Are you looking for something different to do?
Then consider enjoying the second Saturday bird walks at the Houston Arboretum & Nature Center.
They're led by Kelsey Low, and birders of all skill levels are welcome.
The walks last two hours, and the arboretum provides a unique setting for observing birds in an urban environment.
Species that may be spotted along the way include:
Known as the most majestic of the birds found at the Arboretum, pileated woodpeckers are the size of a crow. They feature a blackish body and bright red crest, and this species served as the model for Woody Woodpecker. These birds claim their territory by drumming, and they feed on the carpenter ants and termites that live under the bark of large trees.

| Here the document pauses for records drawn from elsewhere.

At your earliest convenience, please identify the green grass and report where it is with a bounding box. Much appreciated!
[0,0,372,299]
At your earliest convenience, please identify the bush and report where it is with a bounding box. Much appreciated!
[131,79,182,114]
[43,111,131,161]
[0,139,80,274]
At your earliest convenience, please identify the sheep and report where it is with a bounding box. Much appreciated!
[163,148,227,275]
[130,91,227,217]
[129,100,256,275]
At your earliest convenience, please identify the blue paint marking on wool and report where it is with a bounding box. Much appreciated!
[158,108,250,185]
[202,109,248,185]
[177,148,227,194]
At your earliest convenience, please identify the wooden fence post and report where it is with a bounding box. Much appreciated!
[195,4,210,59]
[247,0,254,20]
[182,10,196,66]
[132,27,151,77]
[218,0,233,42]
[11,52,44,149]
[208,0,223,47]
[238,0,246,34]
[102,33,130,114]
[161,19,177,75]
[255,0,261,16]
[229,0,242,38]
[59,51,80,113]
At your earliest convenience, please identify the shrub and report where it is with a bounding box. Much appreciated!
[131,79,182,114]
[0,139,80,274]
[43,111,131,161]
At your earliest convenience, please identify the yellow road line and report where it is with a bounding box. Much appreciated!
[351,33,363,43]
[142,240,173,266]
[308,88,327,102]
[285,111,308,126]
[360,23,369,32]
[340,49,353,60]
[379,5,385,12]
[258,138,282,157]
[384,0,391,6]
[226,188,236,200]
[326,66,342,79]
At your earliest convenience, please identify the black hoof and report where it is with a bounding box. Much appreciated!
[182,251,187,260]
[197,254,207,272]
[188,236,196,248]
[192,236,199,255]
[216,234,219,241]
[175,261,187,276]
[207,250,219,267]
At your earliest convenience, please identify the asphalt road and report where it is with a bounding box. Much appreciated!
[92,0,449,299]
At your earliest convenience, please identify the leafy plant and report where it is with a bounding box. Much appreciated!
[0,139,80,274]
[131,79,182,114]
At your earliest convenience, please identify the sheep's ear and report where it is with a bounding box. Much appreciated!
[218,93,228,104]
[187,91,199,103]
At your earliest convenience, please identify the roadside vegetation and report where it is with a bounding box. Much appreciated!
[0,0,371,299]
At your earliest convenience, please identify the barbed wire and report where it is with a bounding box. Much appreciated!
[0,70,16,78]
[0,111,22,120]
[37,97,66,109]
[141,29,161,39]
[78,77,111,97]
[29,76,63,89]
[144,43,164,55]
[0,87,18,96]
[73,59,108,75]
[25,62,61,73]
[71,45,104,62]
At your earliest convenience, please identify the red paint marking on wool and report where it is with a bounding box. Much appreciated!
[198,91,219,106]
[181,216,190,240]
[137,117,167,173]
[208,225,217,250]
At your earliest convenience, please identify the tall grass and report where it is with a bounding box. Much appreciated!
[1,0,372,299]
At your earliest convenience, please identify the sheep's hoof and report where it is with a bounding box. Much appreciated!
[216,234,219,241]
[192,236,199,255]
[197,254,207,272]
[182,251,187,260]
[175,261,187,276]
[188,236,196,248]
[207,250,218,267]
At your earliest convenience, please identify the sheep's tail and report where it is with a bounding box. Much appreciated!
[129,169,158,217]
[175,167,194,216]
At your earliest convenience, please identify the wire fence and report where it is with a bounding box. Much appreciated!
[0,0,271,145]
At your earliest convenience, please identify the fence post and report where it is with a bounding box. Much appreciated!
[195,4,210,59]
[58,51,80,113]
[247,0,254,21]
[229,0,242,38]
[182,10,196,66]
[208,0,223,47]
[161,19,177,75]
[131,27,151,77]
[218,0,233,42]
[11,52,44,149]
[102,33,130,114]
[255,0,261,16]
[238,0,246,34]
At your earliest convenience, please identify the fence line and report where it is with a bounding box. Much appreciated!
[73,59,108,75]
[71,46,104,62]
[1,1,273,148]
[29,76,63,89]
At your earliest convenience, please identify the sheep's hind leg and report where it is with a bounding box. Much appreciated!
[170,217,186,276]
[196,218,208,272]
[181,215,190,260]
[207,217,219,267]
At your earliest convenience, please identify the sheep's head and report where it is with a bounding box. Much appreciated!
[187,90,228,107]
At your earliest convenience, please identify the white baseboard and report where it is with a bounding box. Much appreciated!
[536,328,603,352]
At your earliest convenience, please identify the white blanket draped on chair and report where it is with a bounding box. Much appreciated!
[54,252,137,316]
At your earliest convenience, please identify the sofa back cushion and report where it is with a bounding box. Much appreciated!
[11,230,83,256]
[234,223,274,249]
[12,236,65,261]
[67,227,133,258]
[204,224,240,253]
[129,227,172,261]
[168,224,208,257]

Carolina wrens are small, agile birds often found in brush piles and thickets. They're identified by their reddish-brown feathers above, and warm buffy-orange ones below, and when perched, they hold their tail high. Only male Carolina wrens sing, and their repertoire includes several different song variations.
Yellow-crowned Night Heron
Yellow-crowned night herons are one of the most commonly spotted water birds at the Arboretum. They stand more than two feet high and feature a gray body, yellow legs, and black head marked with white cheeks. These birds slowly stalk their prey and mainly feast on crabs and crayfish.
Known as the State Bird of Texas, northern mockingbirds have small heads and a long, thin bill. They have gray-brown feathers overall, and a white wing patch is usually visual when perched. Northern mockingbirds are rather noisy, and they like to mimic the sounds of other birds.